Suzuka Unlimited, a club that has just won promotion to the fourth tier of Japanese football, has made Martínez the first woman to coach a men’s team in the Asian country. It is an opportunity that she is thrilled to receive.
Martínez has worked hard to earn this big break, dedicating the past 12 years of her life to the sport she loves. She played for Albacete’s women’s team for four years, before going on to coach their youth team and then their senior side. Under her management, the first team won promotion to the top tier of Spanish football in the 2013/14 campaign and she kept them in the top tier over the subsequent three seasons.
Having been open to the idea of moving abroad to try out a new experience, she spoke to Villarreal’s women’s football coordinator Yuriko Saeki and this led to talks with Suzuka Unlimited. “We started speaking and reached an agreement within a few days,” Martínez explained.
She doesn’t believe that coaching a men’s side will be significantly different from the work she did with the women of Albacete. “I think the preparation should be the same, especially in technical, tactical and psychological terms,” she said. “I believe players need to be convinced to play with feeling and the intent to have fun on the pitch.”

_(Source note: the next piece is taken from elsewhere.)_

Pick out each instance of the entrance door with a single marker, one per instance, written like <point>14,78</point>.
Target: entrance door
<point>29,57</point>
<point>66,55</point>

From her point of view, the biggest difficulty will be conveying her ideas, not the fact that she’ll need to win over a dressing room of men. “The challenge will come with getting everyone on board with my style of play,” she stated. “We’ll go step by step to produce the best performances possible. I’ve seen in the first few days that the football played here, at least in this division, is quite different from Spain.”
Of course, the language barrier will be another obstacle to overcome, but Martínez has had some help here. She is grateful for the work of her interpreter and also for former player Tomo Matsukawa, a Japanese midfielder at Albacete who helped her with some phrases for her press presentation, which was well received. Some supporters even went to meet her at the airport.
While the reception in Japan has been positive, the Spaniard doesn’t believe this would be possible yet in her home country. Commenting on the chances of a woman being given a similar opportunity on the Iberian Peninsula, she said: “Women are showing that they’re perfectly capable of taking charge of any side, whether it’s a women’s team, men’s team, national team, domestic team or foreign team, but I think it’d be difficult to see right now.”
There is no doubt, however, that progress is being made. Over the past three years, organisations such as LaLiga have created many initiatives to increase the profile of women’s football and improve access to the game, from digital platforms that allow players to tell their individual stories to hosting women’s matches in LaLiga stadiums.
Stories like that of Milagros Martínez will only help accelerate the growth of women’s football back home in Spain and around the world.